Comme son frère, nature très-mobile, elle portait la même ardeur dans la coquetterie, et montrait la même dureté de cœur quand l’amour s’éteignait. C’était le même goût pour le luxe et la même morgue aristocratique.

À Lille, il y a fort peu d’aristocratie. Elle est pauvre et d’autant plus entichée de ses titres de noblesse. Malgré son horreur pour la roture, à trente ans, Mlle de Lomas avait épousé M. Daubré. En philosophe elle avait jugé qu’un million vaut bien une particule.

Mme Daubré se montrait à Lille fort exigeante pour la composition de son salon ; mais à Paris elle prenait plus de latitude et allait dans toutes les maisons où elle pouvait trouver des admirateurs.
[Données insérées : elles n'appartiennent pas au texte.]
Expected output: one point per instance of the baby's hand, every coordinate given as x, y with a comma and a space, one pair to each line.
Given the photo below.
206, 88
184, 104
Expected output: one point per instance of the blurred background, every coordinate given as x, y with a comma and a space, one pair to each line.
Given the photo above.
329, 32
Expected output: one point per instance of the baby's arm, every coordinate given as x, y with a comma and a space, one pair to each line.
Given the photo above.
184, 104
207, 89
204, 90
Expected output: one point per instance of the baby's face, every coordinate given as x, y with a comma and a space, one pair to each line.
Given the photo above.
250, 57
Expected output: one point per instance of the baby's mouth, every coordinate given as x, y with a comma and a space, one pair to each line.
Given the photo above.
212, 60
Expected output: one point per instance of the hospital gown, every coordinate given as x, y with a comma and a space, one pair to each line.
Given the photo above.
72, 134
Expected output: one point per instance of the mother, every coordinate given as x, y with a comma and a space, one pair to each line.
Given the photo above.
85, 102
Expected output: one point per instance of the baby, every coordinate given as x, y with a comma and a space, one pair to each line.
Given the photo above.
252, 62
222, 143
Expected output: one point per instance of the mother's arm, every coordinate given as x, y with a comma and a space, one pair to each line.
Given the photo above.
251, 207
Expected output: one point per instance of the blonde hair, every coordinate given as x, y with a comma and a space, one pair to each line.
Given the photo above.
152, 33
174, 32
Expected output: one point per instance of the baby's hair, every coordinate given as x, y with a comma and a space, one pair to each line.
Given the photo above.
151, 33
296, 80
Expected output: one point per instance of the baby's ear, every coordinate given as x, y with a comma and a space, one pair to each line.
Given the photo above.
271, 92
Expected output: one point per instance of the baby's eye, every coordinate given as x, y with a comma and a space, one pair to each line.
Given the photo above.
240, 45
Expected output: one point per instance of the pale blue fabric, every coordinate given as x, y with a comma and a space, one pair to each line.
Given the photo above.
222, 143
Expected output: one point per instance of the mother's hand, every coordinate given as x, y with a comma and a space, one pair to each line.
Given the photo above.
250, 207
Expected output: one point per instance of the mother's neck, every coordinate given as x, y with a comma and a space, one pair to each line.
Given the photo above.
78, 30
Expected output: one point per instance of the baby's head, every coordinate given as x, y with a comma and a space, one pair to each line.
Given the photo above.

Elle avait rencontré dans le monde Maxime Borel, et par l’attrait des contrastes sans doute, elle s’était éprise de ce bouillant jeune homme, dont l’esprit sceptique et les façons de sportman l’avaient subjuguée.

Coquette même devant sa femme de chambre, Mme Daubré n’avait pas voulu paraître aux yeux de Madeleine sans avoir fait un bout de toilette.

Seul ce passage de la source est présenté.